Pushing the custom Python algorithm container image to an Amazon ECR repository
In the previous recipe, we have prepared and built the custom container image using the docker build
command. In this recipe, we will push the custom container image to an Amazon ECR repository. If this is your first time hearing about Amazon ECR, it is simply a fully managed container registry that helps us manage our container images.
After pushing the container image to an Amazon ECR repository, we can use this image for training and deployment in the Using the custom Python algorithm container image for training and inference with Amazon SageMaker Local Mode recipe.
Getting ready
Here are the prerequisites for this recipe:
- This recipe continues from the Building and testing the custom Python algorithm container image recipe.
- You will need the necessary permissions to manage the Amazon ECR resources if you're using an AWS IAM user with a custom URL.
How to do it…
The initial steps in this recipe focus on creating the ECR repository. Let's get started:
- Use the search bar in the AWS Console to navigate to the Elastic Container Registry console. Click Elastic Container Registry when it appears in the search results:
As you can see, we can use the search bar to quickly navigate to the Elastic Container Registry service. If we type in
ecr
, the Elastic Container Registry service in the search results may come up in third or fourth place. - Click the Create repository button:
Here, the Create repository button is at the top right of the screen.

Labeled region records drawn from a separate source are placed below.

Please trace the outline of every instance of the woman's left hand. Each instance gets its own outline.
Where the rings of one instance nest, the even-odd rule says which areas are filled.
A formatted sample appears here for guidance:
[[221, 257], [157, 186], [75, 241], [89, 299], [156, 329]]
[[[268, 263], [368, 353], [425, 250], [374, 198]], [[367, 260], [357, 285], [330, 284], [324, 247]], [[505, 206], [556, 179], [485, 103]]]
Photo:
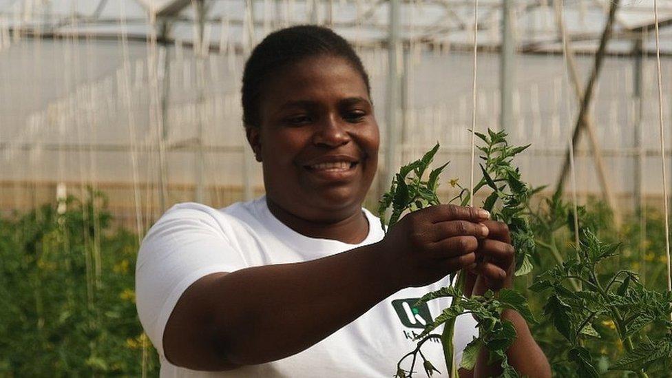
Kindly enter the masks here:
[[[482, 223], [490, 232], [487, 238], [479, 240], [476, 251], [476, 262], [468, 271], [467, 278], [468, 293], [471, 291], [476, 295], [481, 295], [487, 290], [496, 291], [503, 287], [510, 288], [516, 266], [515, 250], [511, 245], [506, 224], [494, 220]], [[473, 289], [469, 291], [470, 287]]]

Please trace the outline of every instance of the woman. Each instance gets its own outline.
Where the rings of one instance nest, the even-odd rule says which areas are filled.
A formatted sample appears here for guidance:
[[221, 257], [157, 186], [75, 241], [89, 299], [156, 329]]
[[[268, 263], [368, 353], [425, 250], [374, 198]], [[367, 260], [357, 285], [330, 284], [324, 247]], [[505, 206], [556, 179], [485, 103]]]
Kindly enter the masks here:
[[[266, 196], [221, 210], [176, 205], [140, 248], [138, 310], [162, 376], [390, 377], [448, 305], [413, 304], [448, 274], [471, 272], [474, 293], [511, 285], [508, 231], [487, 211], [437, 206], [386, 235], [361, 207], [379, 131], [368, 76], [342, 37], [315, 26], [269, 35], [245, 66], [242, 106]], [[503, 316], [518, 335], [510, 362], [549, 377], [521, 316]], [[476, 332], [458, 319], [460, 353]], [[440, 344], [426, 346], [444, 366]], [[485, 355], [461, 370], [489, 374]]]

- In the Create repository form, specify a Repository name. Use the value of
$IMAGE_NAME
from the Building and testing the custom Python algorithm container image recipe. In this case, we will usechap02_python
:Here, we have the Create repository form. For Visibility settings, we will choose Private and set the Tag immutability configuration to Disabled.

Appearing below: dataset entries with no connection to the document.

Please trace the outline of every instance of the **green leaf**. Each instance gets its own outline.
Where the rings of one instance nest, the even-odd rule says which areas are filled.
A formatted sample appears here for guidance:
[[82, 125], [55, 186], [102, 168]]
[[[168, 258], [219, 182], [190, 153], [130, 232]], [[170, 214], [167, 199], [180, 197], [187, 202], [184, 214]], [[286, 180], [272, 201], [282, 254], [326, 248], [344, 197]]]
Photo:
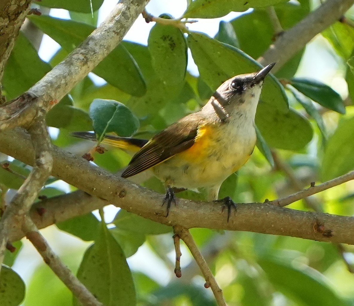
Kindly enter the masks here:
[[[68, 255], [61, 254], [60, 256], [61, 260], [74, 273], [82, 256], [81, 248], [78, 248], [70, 247]], [[47, 265], [42, 262], [32, 267], [33, 273], [28, 281], [24, 306], [72, 305], [72, 293]]]
[[140, 233], [126, 231], [118, 227], [110, 229], [109, 231], [120, 246], [127, 258], [135, 254], [145, 242], [145, 235]]
[[321, 177], [323, 181], [354, 169], [354, 117], [346, 120], [330, 137], [325, 150]]
[[[308, 13], [306, 6], [286, 3], [275, 7], [279, 22], [285, 30]], [[267, 12], [255, 9], [230, 22], [237, 36], [239, 48], [253, 58], [261, 56], [273, 42], [274, 29]], [[250, 39], [250, 37], [252, 39]], [[297, 70], [304, 49], [298, 52], [275, 73], [278, 77], [290, 79]]]
[[83, 22], [93, 27], [97, 25], [97, 22], [98, 18], [98, 11], [93, 12], [93, 16], [91, 12], [90, 13], [81, 13], [70, 11], [69, 12], [70, 15], [70, 19], [72, 20]]
[[230, 12], [244, 12], [249, 8], [274, 5], [286, 0], [194, 0], [187, 8], [185, 18], [217, 18]]
[[346, 81], [348, 85], [349, 97], [352, 101], [354, 101], [354, 74], [350, 69], [347, 69]]
[[240, 44], [236, 33], [230, 22], [220, 21], [219, 24], [219, 31], [214, 38], [221, 42], [240, 48]]
[[[216, 306], [213, 297], [206, 294], [205, 290], [205, 288], [193, 283], [185, 284], [175, 282], [156, 290], [153, 294], [159, 301], [162, 301], [183, 295], [187, 296], [190, 301], [187, 305], [193, 306]], [[170, 305], [170, 303], [166, 304]]]
[[121, 44], [136, 61], [146, 82], [147, 88], [145, 95], [141, 97], [132, 97], [125, 104], [139, 117], [156, 115], [169, 99], [168, 92], [155, 73], [148, 47], [129, 41], [123, 41]]
[[291, 108], [284, 114], [265, 103], [259, 103], [255, 121], [266, 141], [272, 148], [299, 150], [308, 143], [313, 135], [308, 120]]
[[9, 267], [12, 266], [18, 254], [18, 252], [22, 246], [22, 243], [21, 240], [11, 242], [11, 244], [15, 248], [15, 250], [11, 253], [8, 250], [6, 249], [5, 251], [5, 257], [3, 262], [4, 265], [6, 265]]
[[91, 13], [91, 5], [92, 10], [95, 12], [98, 10], [102, 5], [103, 0], [41, 0], [40, 5], [53, 8], [64, 8], [68, 11], [74, 11], [82, 13]]
[[1, 306], [17, 306], [24, 298], [24, 283], [19, 275], [7, 266], [0, 272], [0, 301]]
[[337, 21], [321, 33], [338, 54], [348, 59], [354, 48], [354, 29], [348, 24]]
[[156, 235], [172, 231], [171, 226], [145, 219], [122, 209], [118, 212], [113, 223], [120, 230], [145, 235]]
[[[105, 306], [135, 306], [131, 273], [121, 248], [102, 224], [95, 243], [86, 251], [78, 277]], [[81, 305], [75, 300], [74, 304]]]
[[148, 47], [153, 67], [170, 97], [180, 91], [187, 68], [187, 45], [179, 29], [156, 23], [150, 31]]
[[294, 95], [294, 97], [297, 102], [305, 109], [306, 112], [314, 119], [318, 128], [320, 129], [324, 139], [325, 141], [327, 138], [327, 134], [326, 131], [326, 127], [323, 122], [323, 119], [316, 109], [315, 105], [313, 105], [312, 101], [296, 89], [291, 86], [289, 86], [288, 88]]
[[[81, 22], [49, 16], [30, 17], [31, 21], [68, 52], [79, 46], [96, 28]], [[122, 44], [116, 47], [92, 72], [130, 94], [140, 97], [146, 92], [146, 85], [139, 68]]]
[[[261, 66], [240, 50], [208, 37], [190, 32], [188, 45], [200, 76], [215, 91], [232, 76], [259, 70]], [[282, 86], [272, 74], [264, 80], [261, 99], [280, 111], [288, 110], [287, 98]]]
[[323, 275], [309, 267], [304, 265], [297, 268], [270, 258], [261, 258], [258, 263], [275, 288], [296, 302], [308, 306], [348, 306]]
[[106, 133], [131, 136], [139, 128], [139, 120], [125, 105], [113, 100], [95, 99], [89, 110], [93, 130], [102, 141]]
[[0, 182], [9, 188], [18, 189], [29, 174], [29, 169], [25, 168], [25, 165], [19, 164], [18, 161], [15, 160], [11, 162], [7, 167], [8, 170], [0, 167]]
[[94, 240], [97, 235], [99, 221], [91, 213], [74, 217], [56, 223], [59, 229], [86, 241]]
[[314, 80], [301, 78], [292, 79], [290, 83], [322, 106], [340, 114], [346, 113], [346, 108], [341, 96], [328, 85]]
[[261, 152], [266, 157], [266, 159], [268, 161], [270, 166], [274, 167], [274, 160], [273, 159], [273, 156], [272, 155], [272, 152], [270, 152], [270, 149], [262, 136], [262, 133], [261, 133], [259, 129], [257, 126], [255, 127], [256, 133], [257, 135], [257, 142], [256, 145]]
[[92, 123], [88, 114], [79, 108], [61, 102], [47, 114], [46, 122], [48, 126], [65, 128], [68, 131], [91, 129]]
[[21, 31], [5, 66], [1, 82], [7, 100], [17, 97], [40, 80], [51, 68]]

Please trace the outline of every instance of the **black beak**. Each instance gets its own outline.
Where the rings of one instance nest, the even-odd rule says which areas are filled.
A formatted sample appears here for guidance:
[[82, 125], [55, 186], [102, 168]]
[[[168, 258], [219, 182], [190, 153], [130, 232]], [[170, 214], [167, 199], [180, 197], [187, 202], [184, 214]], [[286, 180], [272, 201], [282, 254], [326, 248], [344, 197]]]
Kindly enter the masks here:
[[259, 82], [263, 81], [275, 64], [275, 63], [272, 63], [268, 66], [266, 66], [262, 69], [258, 71], [253, 78], [253, 80], [255, 83], [258, 84]]

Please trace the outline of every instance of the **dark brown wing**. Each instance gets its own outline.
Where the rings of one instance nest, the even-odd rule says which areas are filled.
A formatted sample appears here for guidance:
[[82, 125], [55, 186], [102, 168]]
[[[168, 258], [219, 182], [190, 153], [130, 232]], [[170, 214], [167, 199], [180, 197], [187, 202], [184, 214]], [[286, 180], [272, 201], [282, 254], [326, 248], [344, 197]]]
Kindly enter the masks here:
[[189, 149], [203, 119], [199, 112], [191, 114], [154, 136], [133, 156], [122, 177], [135, 175]]

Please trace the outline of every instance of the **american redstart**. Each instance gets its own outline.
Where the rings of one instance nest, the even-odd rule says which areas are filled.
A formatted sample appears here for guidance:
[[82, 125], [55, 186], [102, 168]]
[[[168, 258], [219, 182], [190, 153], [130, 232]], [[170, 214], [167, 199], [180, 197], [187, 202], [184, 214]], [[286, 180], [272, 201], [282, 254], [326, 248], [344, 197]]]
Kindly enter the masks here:
[[[231, 207], [236, 206], [229, 197], [218, 200], [219, 190], [253, 151], [255, 116], [263, 80], [275, 64], [225, 81], [200, 111], [179, 119], [149, 140], [106, 135], [103, 143], [136, 152], [122, 177], [150, 169], [167, 188], [162, 204], [167, 202], [166, 216], [172, 202], [176, 203], [174, 190], [206, 187], [208, 201], [222, 202], [227, 206], [228, 221]], [[92, 132], [73, 135], [96, 140]]]

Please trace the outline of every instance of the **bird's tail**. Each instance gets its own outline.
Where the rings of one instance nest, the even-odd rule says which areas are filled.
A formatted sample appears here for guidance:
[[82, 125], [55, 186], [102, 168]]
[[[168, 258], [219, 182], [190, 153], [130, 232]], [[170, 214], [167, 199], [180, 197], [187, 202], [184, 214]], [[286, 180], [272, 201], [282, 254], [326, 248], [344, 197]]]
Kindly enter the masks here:
[[[96, 141], [96, 134], [91, 132], [74, 132], [71, 135], [78, 138]], [[148, 140], [127, 137], [119, 137], [106, 135], [102, 141], [103, 143], [107, 144], [113, 146], [133, 152], [137, 152]]]

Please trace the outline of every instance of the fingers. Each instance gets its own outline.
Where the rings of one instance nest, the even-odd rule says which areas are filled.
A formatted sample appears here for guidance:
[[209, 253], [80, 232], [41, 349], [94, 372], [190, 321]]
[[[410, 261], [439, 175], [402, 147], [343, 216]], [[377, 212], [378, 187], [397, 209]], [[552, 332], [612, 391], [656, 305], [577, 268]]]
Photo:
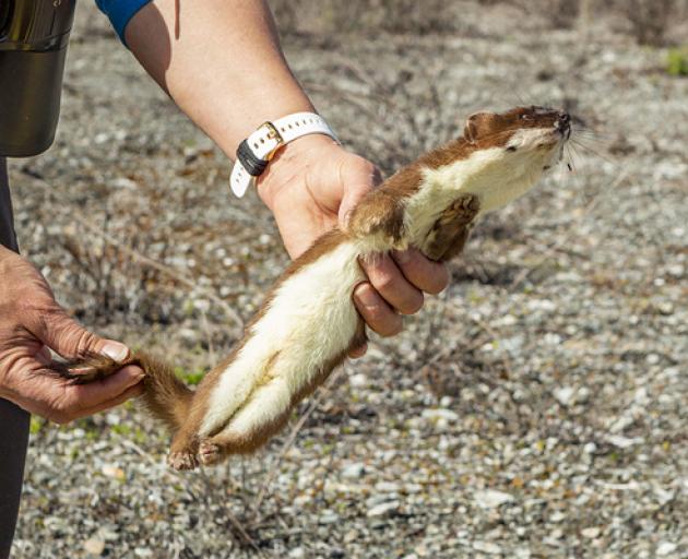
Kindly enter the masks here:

- Scroll down until you see the Create repository button. Leave the other configuration settings as-is and click Create repository:
As we can see, the Create repository button is at the bottom of the page.
- Click chap02_python:
Here, we have a link under the Repository name column. Clicking this link should redirect us to the repository's details page.

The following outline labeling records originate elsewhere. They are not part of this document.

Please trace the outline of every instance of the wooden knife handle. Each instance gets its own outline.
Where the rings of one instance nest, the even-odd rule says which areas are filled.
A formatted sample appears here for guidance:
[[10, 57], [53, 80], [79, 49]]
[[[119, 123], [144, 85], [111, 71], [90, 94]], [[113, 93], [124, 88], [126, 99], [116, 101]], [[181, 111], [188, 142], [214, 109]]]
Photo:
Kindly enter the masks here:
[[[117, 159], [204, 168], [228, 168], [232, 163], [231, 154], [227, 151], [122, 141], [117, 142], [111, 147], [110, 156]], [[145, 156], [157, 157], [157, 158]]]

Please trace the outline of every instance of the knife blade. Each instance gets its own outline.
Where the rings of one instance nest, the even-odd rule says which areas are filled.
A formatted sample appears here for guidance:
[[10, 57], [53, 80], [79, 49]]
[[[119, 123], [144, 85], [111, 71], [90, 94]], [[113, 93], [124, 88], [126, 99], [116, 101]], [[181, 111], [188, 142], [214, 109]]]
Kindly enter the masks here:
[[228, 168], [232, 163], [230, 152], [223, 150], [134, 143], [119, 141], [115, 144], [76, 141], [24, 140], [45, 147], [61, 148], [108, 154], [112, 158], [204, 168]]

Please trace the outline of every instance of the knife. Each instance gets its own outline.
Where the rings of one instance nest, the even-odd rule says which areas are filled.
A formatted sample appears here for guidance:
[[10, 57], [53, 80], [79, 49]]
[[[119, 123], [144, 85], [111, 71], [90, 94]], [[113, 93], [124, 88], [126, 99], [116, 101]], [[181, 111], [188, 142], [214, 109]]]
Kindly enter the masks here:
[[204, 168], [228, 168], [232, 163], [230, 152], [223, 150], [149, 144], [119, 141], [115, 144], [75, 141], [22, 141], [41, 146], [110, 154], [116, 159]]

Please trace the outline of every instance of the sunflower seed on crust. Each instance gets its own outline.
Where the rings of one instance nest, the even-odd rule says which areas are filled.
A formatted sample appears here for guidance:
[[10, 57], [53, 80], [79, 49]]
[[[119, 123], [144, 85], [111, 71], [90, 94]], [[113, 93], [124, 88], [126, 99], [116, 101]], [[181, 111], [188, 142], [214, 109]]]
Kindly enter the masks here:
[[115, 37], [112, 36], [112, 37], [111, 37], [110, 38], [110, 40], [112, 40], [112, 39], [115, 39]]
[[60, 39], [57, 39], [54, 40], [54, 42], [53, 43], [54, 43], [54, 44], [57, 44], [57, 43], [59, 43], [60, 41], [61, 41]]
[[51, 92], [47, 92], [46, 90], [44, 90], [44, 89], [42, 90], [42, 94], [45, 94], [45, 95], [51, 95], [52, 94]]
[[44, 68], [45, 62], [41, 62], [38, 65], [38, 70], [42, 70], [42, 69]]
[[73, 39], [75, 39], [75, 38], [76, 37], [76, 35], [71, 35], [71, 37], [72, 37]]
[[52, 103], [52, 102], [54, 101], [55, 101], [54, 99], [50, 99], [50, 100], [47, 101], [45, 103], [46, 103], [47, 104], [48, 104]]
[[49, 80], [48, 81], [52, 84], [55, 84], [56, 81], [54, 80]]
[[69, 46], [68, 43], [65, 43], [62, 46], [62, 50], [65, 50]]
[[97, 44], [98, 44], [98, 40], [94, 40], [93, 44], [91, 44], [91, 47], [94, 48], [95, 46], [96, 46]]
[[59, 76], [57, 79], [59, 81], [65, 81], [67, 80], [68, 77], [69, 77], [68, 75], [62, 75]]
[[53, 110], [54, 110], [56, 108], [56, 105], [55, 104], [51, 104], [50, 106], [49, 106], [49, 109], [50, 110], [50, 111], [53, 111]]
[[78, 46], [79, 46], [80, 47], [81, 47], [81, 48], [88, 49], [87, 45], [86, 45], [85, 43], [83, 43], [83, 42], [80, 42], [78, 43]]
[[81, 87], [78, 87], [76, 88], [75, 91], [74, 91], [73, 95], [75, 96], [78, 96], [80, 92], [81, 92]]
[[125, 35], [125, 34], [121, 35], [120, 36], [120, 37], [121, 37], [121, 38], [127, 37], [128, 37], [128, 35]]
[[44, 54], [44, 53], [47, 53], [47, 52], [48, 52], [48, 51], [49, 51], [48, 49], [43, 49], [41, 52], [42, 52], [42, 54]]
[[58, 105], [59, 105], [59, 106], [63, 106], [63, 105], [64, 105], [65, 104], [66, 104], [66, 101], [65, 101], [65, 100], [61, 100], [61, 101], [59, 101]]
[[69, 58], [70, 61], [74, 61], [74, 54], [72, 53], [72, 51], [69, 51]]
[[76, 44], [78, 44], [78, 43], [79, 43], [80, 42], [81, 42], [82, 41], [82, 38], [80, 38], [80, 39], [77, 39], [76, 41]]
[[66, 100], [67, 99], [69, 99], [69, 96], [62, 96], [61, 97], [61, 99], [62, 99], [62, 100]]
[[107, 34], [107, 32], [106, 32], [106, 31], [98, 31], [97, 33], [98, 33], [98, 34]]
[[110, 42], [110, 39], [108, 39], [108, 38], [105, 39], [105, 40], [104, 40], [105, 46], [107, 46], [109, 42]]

- Click View push commands:
As we can see, the View push commands button is at the top right of the page, beside the Edit button.
- You may optionally copy the first command,
aws ecr get-login-password …
, from the dialog box.Here, we can see multiple commands that we can use. We will only need the first one (
aws ecr get-login-password …
). Click the icon with two overlapping boxes on the right-hand side of the code box to copy the entire line to the clipboard. - Navigate back to the AWS Cloud9 environment IDE and create a new Terminal. You may also reuse an existing one:
The preceding screenshot shows us how to create a new Terminal. Click the green plus button and then select New Terminal from the list of options. Note that the green plus button is directly under the Editor pane.
- Navigate to the
ml-python
directory:cd /home/ubuntu/environment/opt/ml-python
- Get the account ID using the following commands:
ACCOUNT_ID=$(aws sts get-caller-identity | jq -r ".Account") echo $ACCOUNT_ID
- Specify the
IMAGE_URI
value and use the ECR repository name we specified while creating the repository in this recipe. In this case, we will runIMAGE_URI="chap02_python"
:IMAGE_URI="<insert ECR Repository URI>" TAG="1"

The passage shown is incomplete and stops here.